Cualquier síntesis de la trama de VAMPYR no le hará justicia a la experiencia audiovisual. Por un lado porque Dreyer diluye la estructura narrativa de manera tal que resulta complicado seguir la lógica dramática y en un momento uno descubre que es mejor perderse en la oscura y perturbadora belleza de las imágenes en lugar de tratar de atar cabos narrativos en esta experiencia que dura poco más de una hora. Y por otro porque la trama en sí es, llegado el caso, lo menos importante.
Brevemente, digamos que el film se centra en la llegada de un tal Allan Gray, un ocultista que arriba al pueblo de Courtempierre, en Francia, investigando un asunto de vampirismo. Allí se encontrará con una serie de sujetos –el dueño de la casa, el doctor del pueblo, una anciana y misteriosa señora, dos hermanas (una de ellas enferma/poseída), una pareja de sirvientes y varias «sombras misteriosas»– que lo van enredando en una trama de extrañas posesiones, muertes inesperadas, transfusiones sanguineas y estacas clavadas en corazones.
Dreyer sigue al opaco Gray en un recorrido iniciado por él tras la muerte del dueño de la casa en la que paraba. Guiado por un libro que el malogrado hombre le dejó (con un premonitorio texto: «abrir solo después de mi muerte»), el hombre va topándose con esta serie de personajes atravesados por su relación con un vampiro. Pero el verdadero centro del film está en el viaje en sí y en las imágenes que Dreyer extrae de él a cada paso que Gray da a través del brumoso lugar.
Ya la llegada de Gray a la casa está presentada como un montaje con sugerentes imágenes de personas misteriosas que rodean el área. Sombras que se mueven solas lo siguen al hombre en su camino mientras que en un momento –en lo que parece ser un sueño–, Gray se separa de sí mismo y, en un efecto que para entonces sería comparable a los CGI de Marvel actuales, recorre el lugar como un fantasma para luego verse a sí mismo en un féretro, en apariencia muerto en vida.
La música de Wolfgang Zeller es otro elemento fundamental y cautivante de la experiencia VAMPYR, lo mismo que la fotografía difusa, casi «suave», de Rudolph Maté, que filmó toda la película con la cámara detrás de una suerte de gasa puesta a un metro de distancia, creando un efecto que bordea lo pesadillesco. Algunas imágenes suyas del exterior de la casa principal y de la otra mansión en la que el verdadero peligro parece existir han quedado grabadas en la memoria cinematográfica, varias de las cuales son las que ilustran esta nota.

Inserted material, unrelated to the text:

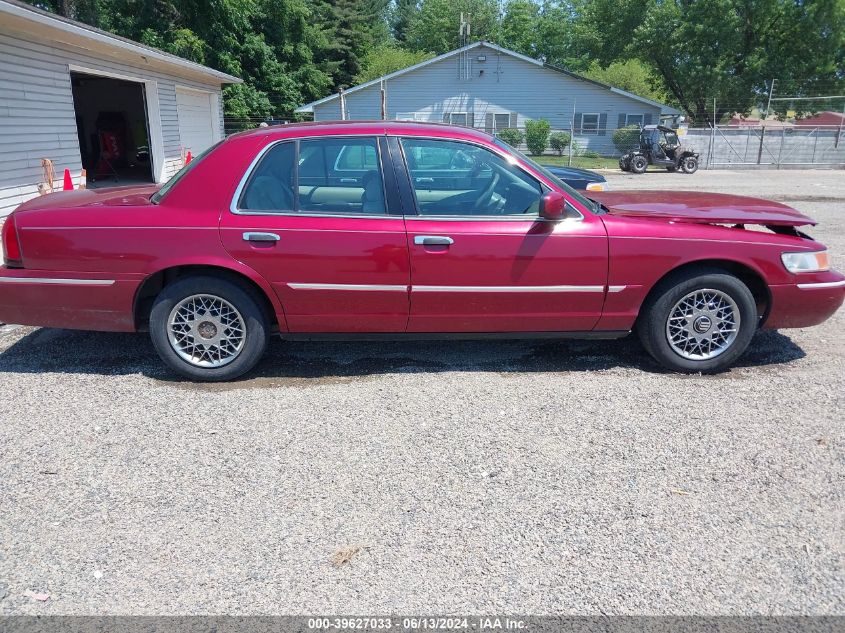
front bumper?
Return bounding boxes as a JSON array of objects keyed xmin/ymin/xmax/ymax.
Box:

Y si bien el film nominalmente se basa en un par de historias de la colección de cuentos IN A GLASS DARKLY, de Joseph Sheridan Le Fanu (principalmente uno titulado CARMILLA), salvo por los inserts del libro sobre vampiros, es poco lo literario que tiene el film. Al contrario, esta más cerca de ser un trabajo de pura forma cinematográfica, en cierto punto hasta desentendido de la lógica concreta de la trama o de la psicología de los personajes. La imagen, el montaje, la música, el clima, es lo que prima en el curioso disfrute de VAMPYR, una historia que acaso hoy no asuste como en su momento pero que se aprecia aún más como un milagro del cine y no solo del de género. Una obra gótica y misteriosa que ha influenciado a cientos de cineastas (desde Ingmar Bergman a David Lynch) y que sobrevive intacta al paso del tiempo. Como los buenos viejos vampiros.